Based on the key pinning journal from tor26 (thanks, weasel!) it appears that since June, tor26 has seen 11254 RSA key IDs that never ever had a problem with key pinning, and 38 that did have a problem with key pinning. Here is a list: The first column has the RSA ID digest; the second column has the number of times that the RSA ID has changed, and the third column is the total number of distinct RSA IDs that we saw:
I also tried looking at the time distribution of when the different Ed25519 keys appeared, to see if adding a grace period to the code would help. That doesn't seem to be the case: no more than a third of the problems occurred within a week.

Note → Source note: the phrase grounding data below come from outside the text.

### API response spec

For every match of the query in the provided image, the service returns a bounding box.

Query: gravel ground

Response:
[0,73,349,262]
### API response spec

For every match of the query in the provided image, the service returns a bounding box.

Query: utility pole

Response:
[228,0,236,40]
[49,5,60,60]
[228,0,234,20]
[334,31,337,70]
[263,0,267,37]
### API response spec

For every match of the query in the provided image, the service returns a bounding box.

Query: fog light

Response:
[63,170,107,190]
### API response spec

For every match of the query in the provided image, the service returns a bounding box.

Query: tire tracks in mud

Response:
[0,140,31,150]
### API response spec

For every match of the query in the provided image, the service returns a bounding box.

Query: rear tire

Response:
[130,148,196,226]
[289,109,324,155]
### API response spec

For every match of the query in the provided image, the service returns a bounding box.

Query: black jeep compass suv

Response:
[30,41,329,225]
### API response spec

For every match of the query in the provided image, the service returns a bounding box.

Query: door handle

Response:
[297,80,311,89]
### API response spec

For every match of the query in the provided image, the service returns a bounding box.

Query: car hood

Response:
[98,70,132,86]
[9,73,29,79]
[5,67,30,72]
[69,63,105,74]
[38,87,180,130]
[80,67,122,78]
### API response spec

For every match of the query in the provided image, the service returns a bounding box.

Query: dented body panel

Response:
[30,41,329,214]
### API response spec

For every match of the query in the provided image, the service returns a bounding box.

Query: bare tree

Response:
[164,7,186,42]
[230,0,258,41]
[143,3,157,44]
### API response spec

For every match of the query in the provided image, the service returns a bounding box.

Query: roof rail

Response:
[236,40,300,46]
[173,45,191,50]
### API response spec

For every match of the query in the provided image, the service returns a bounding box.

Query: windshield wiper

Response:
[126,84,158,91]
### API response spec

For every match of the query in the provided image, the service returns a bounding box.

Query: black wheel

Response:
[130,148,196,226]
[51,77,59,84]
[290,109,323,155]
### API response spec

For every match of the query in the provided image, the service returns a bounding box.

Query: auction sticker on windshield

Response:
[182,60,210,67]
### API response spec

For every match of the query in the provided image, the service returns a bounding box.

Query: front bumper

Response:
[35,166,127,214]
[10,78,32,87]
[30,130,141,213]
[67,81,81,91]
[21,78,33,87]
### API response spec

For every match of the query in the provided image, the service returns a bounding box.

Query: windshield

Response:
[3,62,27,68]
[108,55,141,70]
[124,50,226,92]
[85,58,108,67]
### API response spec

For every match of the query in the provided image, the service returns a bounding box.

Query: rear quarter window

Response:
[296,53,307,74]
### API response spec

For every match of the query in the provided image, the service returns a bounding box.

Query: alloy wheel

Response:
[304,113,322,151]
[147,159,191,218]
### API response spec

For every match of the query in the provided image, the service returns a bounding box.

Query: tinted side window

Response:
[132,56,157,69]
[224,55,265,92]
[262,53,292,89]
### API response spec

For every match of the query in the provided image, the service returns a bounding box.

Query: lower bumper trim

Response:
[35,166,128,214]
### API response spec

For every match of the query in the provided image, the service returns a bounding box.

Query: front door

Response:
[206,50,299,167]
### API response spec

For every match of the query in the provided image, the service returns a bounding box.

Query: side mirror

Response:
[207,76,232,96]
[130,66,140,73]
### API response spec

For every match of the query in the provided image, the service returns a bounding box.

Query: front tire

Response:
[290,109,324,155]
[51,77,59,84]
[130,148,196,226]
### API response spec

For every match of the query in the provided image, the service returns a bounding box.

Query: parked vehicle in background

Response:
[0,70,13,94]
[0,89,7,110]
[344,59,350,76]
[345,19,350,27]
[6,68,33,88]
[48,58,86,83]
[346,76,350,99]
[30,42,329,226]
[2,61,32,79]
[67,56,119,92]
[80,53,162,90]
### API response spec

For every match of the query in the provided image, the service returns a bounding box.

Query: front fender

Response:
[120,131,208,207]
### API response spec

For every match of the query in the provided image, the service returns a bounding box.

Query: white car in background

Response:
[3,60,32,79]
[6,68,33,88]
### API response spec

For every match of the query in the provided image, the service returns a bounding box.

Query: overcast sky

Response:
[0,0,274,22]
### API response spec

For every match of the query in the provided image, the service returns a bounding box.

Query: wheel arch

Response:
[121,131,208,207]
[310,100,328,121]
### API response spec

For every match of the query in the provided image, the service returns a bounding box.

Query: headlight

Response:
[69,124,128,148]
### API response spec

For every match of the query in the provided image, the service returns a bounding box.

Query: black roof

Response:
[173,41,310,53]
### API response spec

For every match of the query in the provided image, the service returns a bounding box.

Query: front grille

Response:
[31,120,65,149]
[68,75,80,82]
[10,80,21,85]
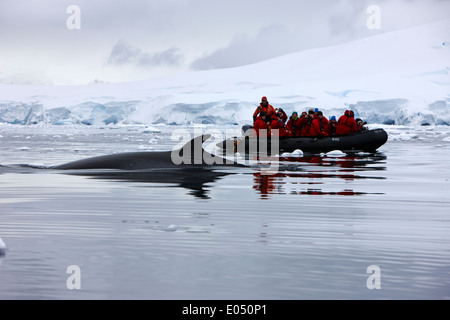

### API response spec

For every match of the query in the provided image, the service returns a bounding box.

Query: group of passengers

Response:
[252,96,367,137]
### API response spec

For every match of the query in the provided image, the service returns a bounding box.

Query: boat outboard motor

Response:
[242,124,253,137]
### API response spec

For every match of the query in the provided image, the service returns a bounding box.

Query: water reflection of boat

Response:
[252,154,387,198]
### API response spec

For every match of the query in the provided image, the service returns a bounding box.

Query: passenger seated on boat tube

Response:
[297,111,307,136]
[314,108,320,118]
[253,96,275,123]
[298,109,316,137]
[327,116,337,136]
[270,112,290,137]
[253,112,269,136]
[311,111,329,137]
[336,110,358,136]
[274,108,287,124]
[356,118,368,132]
[287,112,301,137]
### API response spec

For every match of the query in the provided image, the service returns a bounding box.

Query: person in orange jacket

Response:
[336,110,358,135]
[253,96,275,123]
[311,111,329,137]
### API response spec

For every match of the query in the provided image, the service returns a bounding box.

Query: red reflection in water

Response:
[252,172,277,199]
[252,172,369,198]
[252,154,386,198]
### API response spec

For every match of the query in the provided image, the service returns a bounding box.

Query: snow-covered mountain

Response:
[0,19,449,126]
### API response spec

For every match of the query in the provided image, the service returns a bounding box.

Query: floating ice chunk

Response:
[389,132,418,141]
[165,224,177,232]
[443,136,450,142]
[282,149,304,157]
[326,150,346,157]
[142,126,162,133]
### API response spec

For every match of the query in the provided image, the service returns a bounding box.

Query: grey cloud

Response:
[191,24,304,70]
[108,40,141,65]
[327,0,375,38]
[138,47,182,67]
[108,40,182,67]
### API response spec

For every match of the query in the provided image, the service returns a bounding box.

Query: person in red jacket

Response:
[336,110,358,135]
[311,111,329,137]
[270,114,290,137]
[299,109,316,136]
[274,108,288,124]
[253,96,275,123]
[356,118,368,132]
[286,112,301,137]
[253,112,269,137]
[327,116,337,136]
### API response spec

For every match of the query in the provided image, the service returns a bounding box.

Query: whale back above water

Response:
[52,134,239,170]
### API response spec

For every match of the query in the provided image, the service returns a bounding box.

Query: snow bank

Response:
[0,101,139,125]
[0,20,449,126]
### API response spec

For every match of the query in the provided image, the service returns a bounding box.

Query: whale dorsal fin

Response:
[172,134,212,165]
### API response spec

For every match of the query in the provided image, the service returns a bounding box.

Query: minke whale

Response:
[49,134,245,199]
[52,134,243,170]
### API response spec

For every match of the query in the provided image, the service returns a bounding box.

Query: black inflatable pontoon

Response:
[217,127,388,154]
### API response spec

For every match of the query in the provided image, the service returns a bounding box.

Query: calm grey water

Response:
[0,125,449,300]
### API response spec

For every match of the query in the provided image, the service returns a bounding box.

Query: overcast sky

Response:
[1,0,449,85]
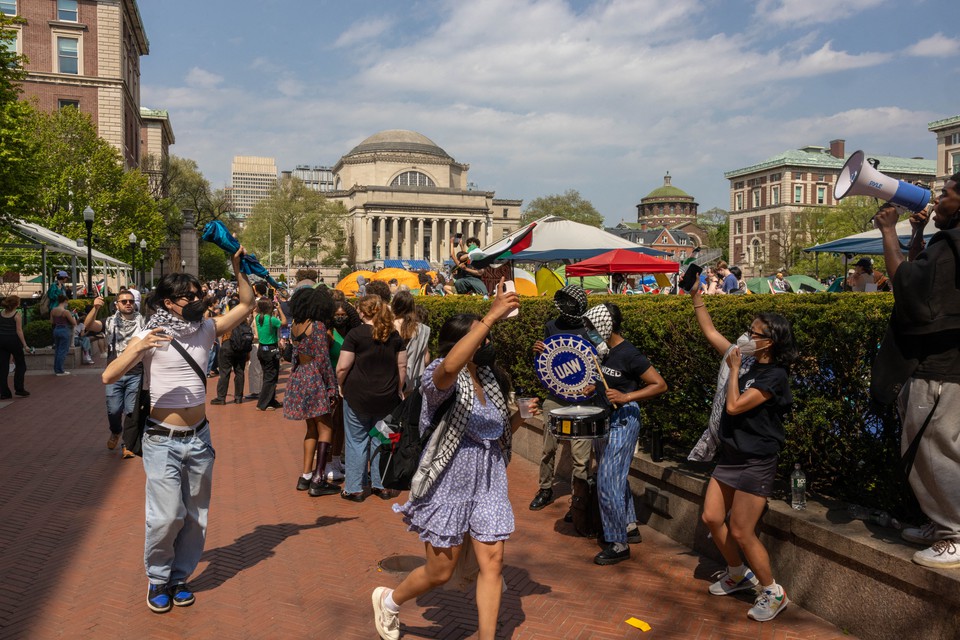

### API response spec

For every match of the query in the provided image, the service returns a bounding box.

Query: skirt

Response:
[712,450,778,497]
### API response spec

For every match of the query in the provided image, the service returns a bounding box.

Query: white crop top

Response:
[135,319,216,409]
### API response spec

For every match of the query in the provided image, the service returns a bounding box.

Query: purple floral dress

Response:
[393,359,514,548]
[282,321,338,420]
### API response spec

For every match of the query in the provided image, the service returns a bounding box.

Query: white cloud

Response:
[904,33,960,58]
[782,41,891,77]
[184,67,224,89]
[754,0,887,27]
[333,17,394,49]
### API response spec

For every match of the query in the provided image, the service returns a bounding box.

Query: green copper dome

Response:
[643,173,692,200]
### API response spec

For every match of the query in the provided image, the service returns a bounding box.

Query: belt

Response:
[145,419,208,438]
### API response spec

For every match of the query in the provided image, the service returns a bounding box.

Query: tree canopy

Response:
[520,189,604,227]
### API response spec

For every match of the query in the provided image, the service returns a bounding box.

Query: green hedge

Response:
[415,293,914,517]
[23,320,52,348]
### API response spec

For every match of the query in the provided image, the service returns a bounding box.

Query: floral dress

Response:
[282,321,338,420]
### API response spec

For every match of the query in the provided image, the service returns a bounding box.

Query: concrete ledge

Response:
[23,346,82,370]
[513,419,959,640]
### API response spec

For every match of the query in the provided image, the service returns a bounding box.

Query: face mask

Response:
[472,341,497,367]
[332,316,348,328]
[467,243,479,252]
[736,332,758,357]
[181,299,209,323]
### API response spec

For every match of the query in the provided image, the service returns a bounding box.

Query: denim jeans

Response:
[142,424,215,585]
[52,325,72,374]
[342,399,384,494]
[593,402,641,544]
[105,371,142,434]
[206,342,219,374]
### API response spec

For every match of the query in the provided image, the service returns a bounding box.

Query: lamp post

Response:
[82,206,94,297]
[159,254,165,279]
[181,259,186,272]
[139,239,147,289]
[128,232,137,289]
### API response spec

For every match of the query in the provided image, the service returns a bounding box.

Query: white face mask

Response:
[736,332,758,357]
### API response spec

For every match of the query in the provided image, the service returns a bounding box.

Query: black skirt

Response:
[712,448,778,497]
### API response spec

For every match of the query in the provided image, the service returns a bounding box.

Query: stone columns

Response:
[389,217,399,258]
[402,218,411,258]
[375,216,384,260]
[415,219,424,260]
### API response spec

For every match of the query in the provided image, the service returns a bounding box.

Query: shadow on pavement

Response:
[192,515,355,592]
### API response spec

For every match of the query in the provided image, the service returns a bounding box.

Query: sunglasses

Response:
[116,299,135,305]
[748,329,771,340]
[174,292,202,302]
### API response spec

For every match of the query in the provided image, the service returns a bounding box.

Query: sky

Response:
[138,0,960,226]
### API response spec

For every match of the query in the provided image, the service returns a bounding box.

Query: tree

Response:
[698,208,729,260]
[159,156,234,238]
[520,190,604,227]
[0,13,26,104]
[241,176,348,266]
[198,241,231,281]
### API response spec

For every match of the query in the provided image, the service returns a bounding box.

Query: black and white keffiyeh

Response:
[410,364,511,500]
[687,345,754,462]
[107,311,145,355]
[554,285,588,324]
[144,308,206,339]
[583,304,613,359]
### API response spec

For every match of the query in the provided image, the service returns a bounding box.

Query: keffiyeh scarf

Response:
[554,285,588,324]
[410,364,511,500]
[687,345,754,462]
[144,308,206,340]
[583,304,613,359]
[108,311,145,354]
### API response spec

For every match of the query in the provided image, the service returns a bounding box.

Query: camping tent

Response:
[803,219,934,255]
[565,248,679,276]
[535,266,565,297]
[745,275,827,294]
[475,216,668,263]
[553,266,609,293]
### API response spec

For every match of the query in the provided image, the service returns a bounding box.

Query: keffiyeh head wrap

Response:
[554,285,587,323]
[583,303,613,358]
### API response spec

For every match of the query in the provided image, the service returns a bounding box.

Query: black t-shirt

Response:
[341,324,406,419]
[903,330,960,383]
[598,339,651,394]
[718,363,792,459]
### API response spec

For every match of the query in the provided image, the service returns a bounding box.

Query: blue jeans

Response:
[105,371,142,434]
[207,342,219,374]
[142,424,215,585]
[52,325,72,374]
[342,399,384,494]
[594,403,641,544]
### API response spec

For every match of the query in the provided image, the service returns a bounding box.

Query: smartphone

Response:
[454,232,463,242]
[501,281,519,318]
[679,263,703,293]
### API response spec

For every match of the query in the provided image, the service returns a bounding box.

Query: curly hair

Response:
[756,312,798,370]
[365,280,391,304]
[289,286,334,325]
[357,294,394,343]
[333,299,362,332]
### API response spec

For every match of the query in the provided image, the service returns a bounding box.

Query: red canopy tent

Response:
[565,248,679,276]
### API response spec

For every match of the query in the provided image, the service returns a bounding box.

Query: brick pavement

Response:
[0,366,854,639]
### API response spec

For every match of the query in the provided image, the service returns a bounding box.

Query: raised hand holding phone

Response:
[501,280,519,318]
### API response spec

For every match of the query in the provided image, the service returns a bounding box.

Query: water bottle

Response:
[791,463,806,510]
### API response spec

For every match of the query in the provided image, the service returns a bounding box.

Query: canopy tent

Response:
[475,216,669,263]
[535,266,565,297]
[565,248,679,277]
[803,219,935,255]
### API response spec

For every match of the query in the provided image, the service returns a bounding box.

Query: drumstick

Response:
[591,354,618,410]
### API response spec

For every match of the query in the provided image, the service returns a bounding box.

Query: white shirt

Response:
[135,319,216,409]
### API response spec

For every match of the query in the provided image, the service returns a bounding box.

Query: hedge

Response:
[414,293,915,518]
[22,298,113,347]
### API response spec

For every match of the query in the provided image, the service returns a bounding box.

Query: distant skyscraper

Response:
[282,165,335,192]
[230,156,278,220]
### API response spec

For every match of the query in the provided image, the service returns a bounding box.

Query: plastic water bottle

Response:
[791,463,806,510]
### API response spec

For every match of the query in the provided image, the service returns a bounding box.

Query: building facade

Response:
[327,130,523,265]
[724,140,935,277]
[282,165,335,192]
[928,115,960,187]
[230,155,278,221]
[610,224,698,261]
[636,172,699,228]
[6,0,150,169]
[139,106,173,196]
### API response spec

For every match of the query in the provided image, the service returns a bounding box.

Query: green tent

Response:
[746,275,827,294]
[553,265,609,293]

I suggest that we email these operators (or these operators filtered by some characteristic, like "bandwidth over 1MByte/second"), and let them know their relay is misconfigured, and they will soon be excluded from the consensus.
One of these is a dirauth (dizum). How will this all work, by the way? My key pinning journal goes back one year and has more entries than what is written above, including more than just the dirauth above.
Should we maybe throw away all the journals and email those above anyway, informing them that they would be excluded in the future if they kept doing this?
I suggest that we email these operators (or these operators filtered by some characteristic, like "bandwidth over 1MByte/second"), and let them know their relay is misconfigured, and they will soon be excluded from the consensus.
IMO this is fine to do, but we need to explain it right.
When we turn on pinning, the most recent journal entry will rule. So a relay will only be excluded from the consensus if its most recently pinned Ed25519 key is not the one it uses. So if somebody switched Ed keys once a few months ago, they won't get penalized here. This only affects them if they are switching frequently, or if they switch keys again.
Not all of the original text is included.